Tor is better for you than it is for people in countries whose intelligence services run lots of Tor exit nodes and sniff the traffic. However, all you should assume when using Tor is that, if someone's not doing heavy statistical traffic analysis, they can't directly correlate your IP with the IP requesting resources at the server.

That leaves many, many methods of compromising your identity still open. For instance, if you check your normal email while using Tor, the bad guys can know that that address is correlated with other Tor activity. If, as @Geek said, your computer is infected with malware, that malware can broadcast your identity outside the Tor tunnel. If you even hit a webpage with an XSS or CSRF flaw, any other web services you're logged into could have their credentials stolen.

Bottom line, Tor is better than nothing; but if your life is on the line, use a well-secured computer for accessing Twitter and WordPress using it, and don't use that computer for anything else.


2013 calling

I think this question deserves a new answer after what we know now. Given the financial sources of the Tor project and what we learned about the NSA inserting backdoors (e.g. see here) casts a shadow on the trustworthiness of the project.

From the annual report for last year (linked above):

excerpt from the fiscal report of the Tor project for 2012

However, keep in mind that the US government claims they want to enable all kinds of people around the globe to communicate unencumbered by local national censorship. You yourself probably fall into that category. It does of course not preclude eavesdropping on them, but it would give a motivation for financing the project other than the potential darker intentions one could think of in light of the recent leaks concerning global surveillance.

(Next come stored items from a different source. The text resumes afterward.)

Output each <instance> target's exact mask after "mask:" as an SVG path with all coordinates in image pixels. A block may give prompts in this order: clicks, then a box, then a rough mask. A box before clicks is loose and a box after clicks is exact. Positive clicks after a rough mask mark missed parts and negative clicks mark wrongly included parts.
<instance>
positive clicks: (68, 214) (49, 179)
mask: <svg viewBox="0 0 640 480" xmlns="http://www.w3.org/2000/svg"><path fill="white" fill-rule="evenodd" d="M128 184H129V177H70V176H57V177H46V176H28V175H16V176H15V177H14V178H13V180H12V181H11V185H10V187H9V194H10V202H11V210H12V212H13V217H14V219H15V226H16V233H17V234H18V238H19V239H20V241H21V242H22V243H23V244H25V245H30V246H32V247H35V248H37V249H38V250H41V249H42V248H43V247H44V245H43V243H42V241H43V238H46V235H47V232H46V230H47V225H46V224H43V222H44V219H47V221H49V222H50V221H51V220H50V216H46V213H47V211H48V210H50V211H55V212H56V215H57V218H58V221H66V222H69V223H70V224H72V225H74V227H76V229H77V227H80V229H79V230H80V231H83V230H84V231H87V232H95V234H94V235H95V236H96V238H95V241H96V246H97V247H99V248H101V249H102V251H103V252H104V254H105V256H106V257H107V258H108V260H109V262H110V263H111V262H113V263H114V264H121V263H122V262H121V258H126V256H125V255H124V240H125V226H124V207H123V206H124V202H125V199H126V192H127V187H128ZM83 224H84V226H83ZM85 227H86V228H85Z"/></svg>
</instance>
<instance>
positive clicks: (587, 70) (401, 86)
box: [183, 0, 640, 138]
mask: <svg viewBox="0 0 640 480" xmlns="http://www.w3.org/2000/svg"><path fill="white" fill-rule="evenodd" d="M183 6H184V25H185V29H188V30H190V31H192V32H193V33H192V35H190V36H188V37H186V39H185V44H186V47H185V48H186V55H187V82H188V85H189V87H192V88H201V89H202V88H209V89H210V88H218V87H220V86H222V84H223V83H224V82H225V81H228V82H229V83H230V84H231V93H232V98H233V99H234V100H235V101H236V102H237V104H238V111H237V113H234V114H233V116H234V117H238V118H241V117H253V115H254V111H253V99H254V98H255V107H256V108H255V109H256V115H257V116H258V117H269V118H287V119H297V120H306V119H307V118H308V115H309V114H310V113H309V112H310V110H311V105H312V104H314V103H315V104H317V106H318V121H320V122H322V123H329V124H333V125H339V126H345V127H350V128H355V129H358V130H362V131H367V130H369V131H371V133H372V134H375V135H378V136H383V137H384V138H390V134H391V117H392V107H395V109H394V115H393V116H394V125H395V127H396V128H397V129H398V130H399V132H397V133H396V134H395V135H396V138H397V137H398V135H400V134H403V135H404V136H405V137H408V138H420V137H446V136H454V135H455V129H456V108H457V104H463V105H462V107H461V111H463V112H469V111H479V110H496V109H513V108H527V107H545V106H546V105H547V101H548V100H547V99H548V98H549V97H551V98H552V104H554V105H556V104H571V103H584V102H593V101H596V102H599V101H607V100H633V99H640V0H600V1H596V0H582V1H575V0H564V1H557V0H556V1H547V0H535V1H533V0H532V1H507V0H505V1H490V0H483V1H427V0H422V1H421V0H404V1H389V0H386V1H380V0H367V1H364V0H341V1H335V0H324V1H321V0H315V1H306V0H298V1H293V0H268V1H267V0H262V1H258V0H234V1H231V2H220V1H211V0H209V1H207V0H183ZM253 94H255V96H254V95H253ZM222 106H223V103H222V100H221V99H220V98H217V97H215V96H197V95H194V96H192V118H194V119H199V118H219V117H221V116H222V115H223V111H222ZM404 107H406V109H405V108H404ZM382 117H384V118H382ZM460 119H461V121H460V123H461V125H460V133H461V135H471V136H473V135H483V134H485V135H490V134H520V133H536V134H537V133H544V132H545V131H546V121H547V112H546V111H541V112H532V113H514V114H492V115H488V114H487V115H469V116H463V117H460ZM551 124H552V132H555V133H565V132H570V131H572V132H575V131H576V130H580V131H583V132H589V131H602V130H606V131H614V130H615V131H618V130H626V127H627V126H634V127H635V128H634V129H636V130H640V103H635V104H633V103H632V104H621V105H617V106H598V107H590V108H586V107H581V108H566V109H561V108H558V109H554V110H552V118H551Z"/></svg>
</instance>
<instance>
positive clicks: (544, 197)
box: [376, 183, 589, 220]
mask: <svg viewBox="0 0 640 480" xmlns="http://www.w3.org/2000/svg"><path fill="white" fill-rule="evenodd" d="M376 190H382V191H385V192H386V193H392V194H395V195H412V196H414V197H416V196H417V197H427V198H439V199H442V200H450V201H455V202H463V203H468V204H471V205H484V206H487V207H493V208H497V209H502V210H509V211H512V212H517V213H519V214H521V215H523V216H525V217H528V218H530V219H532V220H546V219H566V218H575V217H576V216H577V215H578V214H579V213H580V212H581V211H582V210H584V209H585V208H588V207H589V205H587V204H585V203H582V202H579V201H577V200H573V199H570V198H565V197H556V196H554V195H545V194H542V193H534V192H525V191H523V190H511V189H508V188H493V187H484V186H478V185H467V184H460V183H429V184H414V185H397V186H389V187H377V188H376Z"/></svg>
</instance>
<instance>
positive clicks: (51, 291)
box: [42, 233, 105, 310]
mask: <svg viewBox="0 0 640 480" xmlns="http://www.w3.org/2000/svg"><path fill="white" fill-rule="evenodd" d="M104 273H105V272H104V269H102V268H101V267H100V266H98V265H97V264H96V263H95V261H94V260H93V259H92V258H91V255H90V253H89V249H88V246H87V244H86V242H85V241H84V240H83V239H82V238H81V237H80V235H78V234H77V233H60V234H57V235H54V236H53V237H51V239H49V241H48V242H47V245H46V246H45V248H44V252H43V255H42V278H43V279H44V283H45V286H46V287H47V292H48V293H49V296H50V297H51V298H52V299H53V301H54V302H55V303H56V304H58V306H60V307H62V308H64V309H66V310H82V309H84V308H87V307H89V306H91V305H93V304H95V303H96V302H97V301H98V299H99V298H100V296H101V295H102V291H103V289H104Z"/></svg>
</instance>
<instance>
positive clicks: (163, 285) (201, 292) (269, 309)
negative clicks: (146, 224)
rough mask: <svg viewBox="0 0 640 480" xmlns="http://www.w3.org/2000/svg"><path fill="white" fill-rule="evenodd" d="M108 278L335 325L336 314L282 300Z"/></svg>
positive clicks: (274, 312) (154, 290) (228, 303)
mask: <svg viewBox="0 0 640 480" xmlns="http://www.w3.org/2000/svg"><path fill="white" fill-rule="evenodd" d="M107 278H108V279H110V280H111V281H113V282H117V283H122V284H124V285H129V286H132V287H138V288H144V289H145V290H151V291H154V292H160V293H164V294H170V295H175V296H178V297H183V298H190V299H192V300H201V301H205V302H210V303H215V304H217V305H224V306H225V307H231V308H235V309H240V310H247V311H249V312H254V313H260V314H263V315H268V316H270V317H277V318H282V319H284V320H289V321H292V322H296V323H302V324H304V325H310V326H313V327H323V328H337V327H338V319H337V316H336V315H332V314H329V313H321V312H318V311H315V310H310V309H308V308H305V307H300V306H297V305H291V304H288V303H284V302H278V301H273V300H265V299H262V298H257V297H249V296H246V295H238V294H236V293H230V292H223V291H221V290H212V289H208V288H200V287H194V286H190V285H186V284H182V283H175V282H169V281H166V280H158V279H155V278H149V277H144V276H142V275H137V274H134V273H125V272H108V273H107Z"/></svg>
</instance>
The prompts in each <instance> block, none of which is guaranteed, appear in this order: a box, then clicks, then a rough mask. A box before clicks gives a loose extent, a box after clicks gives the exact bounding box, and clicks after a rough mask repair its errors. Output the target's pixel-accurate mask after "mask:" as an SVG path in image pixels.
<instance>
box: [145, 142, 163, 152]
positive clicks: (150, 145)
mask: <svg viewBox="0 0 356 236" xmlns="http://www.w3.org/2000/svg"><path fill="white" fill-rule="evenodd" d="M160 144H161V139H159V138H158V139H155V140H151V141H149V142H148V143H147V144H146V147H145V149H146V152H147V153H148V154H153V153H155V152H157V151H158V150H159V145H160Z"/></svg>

Also, this recent publication ("Users Get Routed: Traffic Correlation on Tor by Realistic Adversaries") about how identifiable users puts a big question mark on the usefulness of Tor w.r.t. anonymity. Apparently that's a big concern of yours.

I don't know what resources the Indian government (assuming that's your "adversary") has available, but it's certainly a factor to be considered.

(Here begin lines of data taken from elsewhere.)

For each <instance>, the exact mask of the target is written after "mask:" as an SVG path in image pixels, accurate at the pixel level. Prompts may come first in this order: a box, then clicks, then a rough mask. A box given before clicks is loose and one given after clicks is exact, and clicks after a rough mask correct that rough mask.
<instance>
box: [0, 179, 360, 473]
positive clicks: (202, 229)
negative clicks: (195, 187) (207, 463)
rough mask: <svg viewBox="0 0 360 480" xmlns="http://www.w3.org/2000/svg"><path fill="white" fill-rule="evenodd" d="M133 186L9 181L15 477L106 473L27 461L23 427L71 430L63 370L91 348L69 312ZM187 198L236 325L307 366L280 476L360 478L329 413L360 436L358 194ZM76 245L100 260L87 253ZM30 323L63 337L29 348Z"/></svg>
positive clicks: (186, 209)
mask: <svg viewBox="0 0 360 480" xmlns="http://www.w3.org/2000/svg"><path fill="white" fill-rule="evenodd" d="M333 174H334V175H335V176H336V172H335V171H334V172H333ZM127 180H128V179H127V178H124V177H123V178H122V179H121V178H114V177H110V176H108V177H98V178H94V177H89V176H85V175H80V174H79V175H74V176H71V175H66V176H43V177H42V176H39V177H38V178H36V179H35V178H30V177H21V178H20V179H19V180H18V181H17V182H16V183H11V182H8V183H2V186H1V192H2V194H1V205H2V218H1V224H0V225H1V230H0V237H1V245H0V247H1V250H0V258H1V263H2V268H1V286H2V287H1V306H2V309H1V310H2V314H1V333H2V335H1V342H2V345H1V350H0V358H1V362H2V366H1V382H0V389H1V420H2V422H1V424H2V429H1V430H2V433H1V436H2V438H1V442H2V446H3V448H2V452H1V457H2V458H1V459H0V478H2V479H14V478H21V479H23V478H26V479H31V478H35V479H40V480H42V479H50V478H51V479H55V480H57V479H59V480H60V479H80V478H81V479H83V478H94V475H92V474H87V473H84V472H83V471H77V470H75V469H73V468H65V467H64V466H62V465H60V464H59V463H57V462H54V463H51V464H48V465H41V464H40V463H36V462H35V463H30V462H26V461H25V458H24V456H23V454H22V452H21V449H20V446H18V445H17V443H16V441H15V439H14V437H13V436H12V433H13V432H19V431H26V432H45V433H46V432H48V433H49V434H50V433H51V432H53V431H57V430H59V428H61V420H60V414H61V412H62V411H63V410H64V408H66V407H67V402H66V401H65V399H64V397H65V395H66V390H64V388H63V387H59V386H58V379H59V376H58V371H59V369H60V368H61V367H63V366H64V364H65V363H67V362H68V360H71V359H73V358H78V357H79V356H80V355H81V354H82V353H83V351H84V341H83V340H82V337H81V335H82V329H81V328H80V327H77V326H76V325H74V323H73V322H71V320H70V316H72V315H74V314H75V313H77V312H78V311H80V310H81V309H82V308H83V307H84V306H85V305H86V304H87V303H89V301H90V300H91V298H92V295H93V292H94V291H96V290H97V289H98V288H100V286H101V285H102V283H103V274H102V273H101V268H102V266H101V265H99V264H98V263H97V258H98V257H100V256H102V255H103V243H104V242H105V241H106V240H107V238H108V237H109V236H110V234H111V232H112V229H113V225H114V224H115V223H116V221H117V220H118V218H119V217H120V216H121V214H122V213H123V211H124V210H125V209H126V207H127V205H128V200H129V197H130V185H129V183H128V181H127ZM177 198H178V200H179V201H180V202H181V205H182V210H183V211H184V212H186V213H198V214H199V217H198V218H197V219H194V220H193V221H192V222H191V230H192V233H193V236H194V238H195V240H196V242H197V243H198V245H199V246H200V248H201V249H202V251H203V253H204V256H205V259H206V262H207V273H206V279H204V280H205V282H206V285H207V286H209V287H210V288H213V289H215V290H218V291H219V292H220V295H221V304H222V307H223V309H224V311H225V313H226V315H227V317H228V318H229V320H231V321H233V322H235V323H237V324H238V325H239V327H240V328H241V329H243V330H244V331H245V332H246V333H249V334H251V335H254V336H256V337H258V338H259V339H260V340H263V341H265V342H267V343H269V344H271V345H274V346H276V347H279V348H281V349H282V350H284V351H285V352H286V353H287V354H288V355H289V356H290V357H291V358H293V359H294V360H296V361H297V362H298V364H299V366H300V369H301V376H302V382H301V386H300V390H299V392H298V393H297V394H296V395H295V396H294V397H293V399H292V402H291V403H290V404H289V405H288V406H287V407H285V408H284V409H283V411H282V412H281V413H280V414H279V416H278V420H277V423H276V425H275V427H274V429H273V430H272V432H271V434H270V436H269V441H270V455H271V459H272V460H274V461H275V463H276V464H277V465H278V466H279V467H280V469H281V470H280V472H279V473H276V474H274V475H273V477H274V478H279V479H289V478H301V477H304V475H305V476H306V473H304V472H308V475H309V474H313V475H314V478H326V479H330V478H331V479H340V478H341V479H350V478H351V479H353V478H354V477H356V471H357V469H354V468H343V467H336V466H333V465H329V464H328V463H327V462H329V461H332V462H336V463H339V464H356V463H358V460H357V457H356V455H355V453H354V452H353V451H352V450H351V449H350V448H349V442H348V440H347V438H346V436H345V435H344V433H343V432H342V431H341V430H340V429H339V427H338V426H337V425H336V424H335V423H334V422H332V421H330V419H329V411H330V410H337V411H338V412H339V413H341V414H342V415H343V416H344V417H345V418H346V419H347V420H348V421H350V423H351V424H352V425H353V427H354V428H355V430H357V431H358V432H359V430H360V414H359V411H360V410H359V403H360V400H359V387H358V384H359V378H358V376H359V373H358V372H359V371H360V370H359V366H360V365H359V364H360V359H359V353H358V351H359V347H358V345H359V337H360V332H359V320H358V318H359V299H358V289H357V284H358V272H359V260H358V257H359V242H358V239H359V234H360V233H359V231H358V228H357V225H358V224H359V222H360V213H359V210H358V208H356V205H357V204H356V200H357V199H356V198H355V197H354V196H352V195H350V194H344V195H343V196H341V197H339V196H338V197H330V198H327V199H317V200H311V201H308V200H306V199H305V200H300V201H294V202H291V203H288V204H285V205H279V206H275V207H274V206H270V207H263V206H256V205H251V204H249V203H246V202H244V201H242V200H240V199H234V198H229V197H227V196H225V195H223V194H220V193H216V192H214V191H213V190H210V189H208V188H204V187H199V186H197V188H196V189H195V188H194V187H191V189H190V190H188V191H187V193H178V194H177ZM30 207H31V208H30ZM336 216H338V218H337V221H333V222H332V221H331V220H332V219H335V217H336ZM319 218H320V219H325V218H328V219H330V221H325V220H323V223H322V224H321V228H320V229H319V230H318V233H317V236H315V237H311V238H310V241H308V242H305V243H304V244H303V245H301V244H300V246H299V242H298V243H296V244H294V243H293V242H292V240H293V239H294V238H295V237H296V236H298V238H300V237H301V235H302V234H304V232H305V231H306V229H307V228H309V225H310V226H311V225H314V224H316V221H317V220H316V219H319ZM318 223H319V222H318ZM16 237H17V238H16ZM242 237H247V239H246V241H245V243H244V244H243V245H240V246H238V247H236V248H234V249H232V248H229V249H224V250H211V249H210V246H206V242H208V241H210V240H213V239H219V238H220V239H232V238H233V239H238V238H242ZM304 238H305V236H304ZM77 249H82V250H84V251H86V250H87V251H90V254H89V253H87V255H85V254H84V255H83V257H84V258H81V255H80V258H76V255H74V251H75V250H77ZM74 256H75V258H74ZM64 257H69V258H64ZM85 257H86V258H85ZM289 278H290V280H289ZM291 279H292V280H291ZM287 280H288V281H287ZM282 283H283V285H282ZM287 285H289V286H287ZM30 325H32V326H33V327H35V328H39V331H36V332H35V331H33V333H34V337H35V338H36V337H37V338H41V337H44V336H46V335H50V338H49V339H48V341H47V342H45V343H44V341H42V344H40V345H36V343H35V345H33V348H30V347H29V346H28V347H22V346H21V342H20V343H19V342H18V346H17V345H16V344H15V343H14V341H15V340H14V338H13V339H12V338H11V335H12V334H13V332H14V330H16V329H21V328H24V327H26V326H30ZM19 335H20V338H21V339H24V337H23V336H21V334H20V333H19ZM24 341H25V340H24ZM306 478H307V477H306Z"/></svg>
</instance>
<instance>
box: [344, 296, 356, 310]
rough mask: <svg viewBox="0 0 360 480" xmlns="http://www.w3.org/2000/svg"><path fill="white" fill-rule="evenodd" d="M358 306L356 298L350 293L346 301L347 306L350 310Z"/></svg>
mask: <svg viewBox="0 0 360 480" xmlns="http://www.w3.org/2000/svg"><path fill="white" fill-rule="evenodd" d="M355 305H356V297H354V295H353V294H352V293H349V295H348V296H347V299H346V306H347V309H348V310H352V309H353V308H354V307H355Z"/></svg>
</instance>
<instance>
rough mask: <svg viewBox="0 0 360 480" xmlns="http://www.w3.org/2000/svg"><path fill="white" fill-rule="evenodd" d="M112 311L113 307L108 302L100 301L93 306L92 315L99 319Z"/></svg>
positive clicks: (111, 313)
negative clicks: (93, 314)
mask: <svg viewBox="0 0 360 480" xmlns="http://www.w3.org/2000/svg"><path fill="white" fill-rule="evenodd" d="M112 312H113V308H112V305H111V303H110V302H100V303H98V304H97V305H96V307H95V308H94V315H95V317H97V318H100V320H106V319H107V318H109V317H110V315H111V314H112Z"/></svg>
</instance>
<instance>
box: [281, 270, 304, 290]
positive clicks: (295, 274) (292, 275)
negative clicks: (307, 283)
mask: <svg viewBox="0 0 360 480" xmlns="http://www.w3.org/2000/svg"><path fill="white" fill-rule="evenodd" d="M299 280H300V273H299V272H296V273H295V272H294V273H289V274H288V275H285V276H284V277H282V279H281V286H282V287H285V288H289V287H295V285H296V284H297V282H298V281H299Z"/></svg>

All that said, I think that in combination with other measures such as re-mailers, encryption, VPN and so on, you can probably evade successfully for some, possibly even a very long time. So Tor will be useful as one thread in a safety net. But be aware that this thread may turn out inefficient, so don't let it be the only type of thread in your safety net.


You would also need to be careful of the fact that your ISP is in a position to see that 'your IP address' is using Tor, even though it can't tell what you're using Tor for. If conditions are so hostile that you could be brought under suspicion simply for appearing to be clandestine, then you should take care to use Tor everwhere except on an Internet connection which can be strongly associated with you.